What Is a Preferred Provider Organization (PPO)?
A preferred provider organization (PPO) is a medical care arrangement in which medical professionals and facilities provide services to subscribed clients at reduced rates. PPO medical and healthcare providers are called preferred providers.
- PPO medical and healthcare providers are called preferred providers.
- Choosing between a PPO and an HMO generally involves weighing one's desire for greater accessibility to doctors and services versus the cost of the plan.
- PPO plans are more comprehensive in their coverage and offer a wider range of providers than HMO plans, but come at a higher cost.
How a Preferred Provider Organization (PPO) Works
Most health insurance plans are serviced through either a preferred provider organization (PPO) or a health maintenance organization (HMO). A PPO is a managed-care organization consisting of medical professionals and facilities such as primary and specialty physicians, hospitals, and other healthcare professionals. These professionals contract with the insurance provider to render subscribed participants services at an agreed-upon reduced rate. In exchange for reduced rates, insurers pay the PPO a fee to access the network of providers.
Providers and insurers negotiate fees and schedules for services. PPO participants are free to use the services of any provider within their network. Out-of-network care is available, but it costs more for the insured. A reasonable and customary fee schedule is used for out-of-network claims. If those claims exceed the reasonable and customary fees for services rendered, coverage may not apply or, most commonly, the excess charge will be the responsibility of the patient. PPO subscribers typically pay a co-payment per provider visit, or they must meet a deductible before insurance covers or pays the claim.

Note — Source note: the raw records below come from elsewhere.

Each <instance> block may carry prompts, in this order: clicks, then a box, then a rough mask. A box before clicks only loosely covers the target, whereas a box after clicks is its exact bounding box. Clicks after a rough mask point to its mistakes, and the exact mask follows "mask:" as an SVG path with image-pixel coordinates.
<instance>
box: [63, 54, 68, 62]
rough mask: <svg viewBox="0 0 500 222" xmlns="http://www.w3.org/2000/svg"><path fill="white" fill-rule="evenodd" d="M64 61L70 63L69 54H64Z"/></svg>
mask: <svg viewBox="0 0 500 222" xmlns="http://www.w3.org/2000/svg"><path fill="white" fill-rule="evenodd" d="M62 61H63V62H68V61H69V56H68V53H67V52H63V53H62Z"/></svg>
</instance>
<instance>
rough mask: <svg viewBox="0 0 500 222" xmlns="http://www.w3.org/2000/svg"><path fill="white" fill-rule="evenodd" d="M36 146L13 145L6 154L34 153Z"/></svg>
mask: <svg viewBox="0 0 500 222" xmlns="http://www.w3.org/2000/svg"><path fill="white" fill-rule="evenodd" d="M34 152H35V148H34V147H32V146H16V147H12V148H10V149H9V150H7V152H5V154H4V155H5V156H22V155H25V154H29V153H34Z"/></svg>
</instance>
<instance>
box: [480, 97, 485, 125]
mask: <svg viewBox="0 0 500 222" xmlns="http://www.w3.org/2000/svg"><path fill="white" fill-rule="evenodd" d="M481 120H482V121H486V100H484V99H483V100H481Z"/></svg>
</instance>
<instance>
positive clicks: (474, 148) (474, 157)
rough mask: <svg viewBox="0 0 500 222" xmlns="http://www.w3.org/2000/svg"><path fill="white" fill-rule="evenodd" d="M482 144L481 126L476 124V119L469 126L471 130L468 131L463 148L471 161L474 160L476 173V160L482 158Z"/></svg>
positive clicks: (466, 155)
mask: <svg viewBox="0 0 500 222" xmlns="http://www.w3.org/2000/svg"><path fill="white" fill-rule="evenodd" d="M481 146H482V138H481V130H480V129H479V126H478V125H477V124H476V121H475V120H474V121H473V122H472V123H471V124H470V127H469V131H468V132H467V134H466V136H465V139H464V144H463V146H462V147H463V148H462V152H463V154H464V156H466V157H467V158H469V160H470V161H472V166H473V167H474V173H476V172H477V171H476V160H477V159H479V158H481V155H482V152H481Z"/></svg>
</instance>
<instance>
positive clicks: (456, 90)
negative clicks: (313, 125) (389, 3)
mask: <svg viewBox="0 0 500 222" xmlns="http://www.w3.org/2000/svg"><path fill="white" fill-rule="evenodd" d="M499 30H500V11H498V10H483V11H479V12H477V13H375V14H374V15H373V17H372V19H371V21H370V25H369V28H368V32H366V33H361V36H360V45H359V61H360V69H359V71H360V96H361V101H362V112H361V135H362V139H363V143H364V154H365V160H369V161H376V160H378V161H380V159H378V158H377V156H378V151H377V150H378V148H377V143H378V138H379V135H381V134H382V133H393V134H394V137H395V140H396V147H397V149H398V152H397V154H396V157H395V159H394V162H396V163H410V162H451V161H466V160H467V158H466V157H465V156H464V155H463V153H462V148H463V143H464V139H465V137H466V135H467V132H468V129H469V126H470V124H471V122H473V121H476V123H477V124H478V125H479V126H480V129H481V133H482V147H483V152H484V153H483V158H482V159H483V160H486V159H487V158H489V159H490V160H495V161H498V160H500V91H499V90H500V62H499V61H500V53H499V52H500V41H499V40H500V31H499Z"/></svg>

PPO plans tend to charge higher premiums because they are costlier to administer and manage. However, they offer more flexibility compared to alternative plans. PPO networks are large, with providers in many cities and states. The flexibility in choosing a provider or accessing a provider in urgent situations provides value to participants.
PPO vs. HMO
In contrast to PPOs, HMO plans require participants to receive healthcare services from an assigned provider—a primary care doctor who coordinates the insured's care. Both programs allow the insured to seek specialist care. However, under an HMO plan, the designated primary care physician must provide a referral to a specialist.
PPO plans charge higher premiums than HMOs for the convenience, accessibility, and freedom that PPOs offer, such as a wider choice of hospitals and doctors. Plans with the lowest/fewest out-of-pocket expenses, such as those with low deductibles and low co-payments, have higher premiums. The elevated premium cost is due to the insurer absorbing more of the associated costs. Conversely, lower-premium alternatives translate into higher out-of-pocket costs for the insured and lower costs for the insurer.
Some participants favor HMO plans for their affordability, although services and freedoms typically associated with PPO plans are often restricted.
PPO plans are also more comprehensive regarding coverage, including many services that other managed-care programs might exclude or for which they would charge an additional premium.
Historically, PPO plans were the preferred choice among employer group participants. However, today, participants want more options for managed healthcare. Therefore, many groups offer HMO plans, as well. Because HMO premiums are less expensive, some participants favor HMO plans for their affordability, although services and freedoms typically associated with PPO plans are often restricted.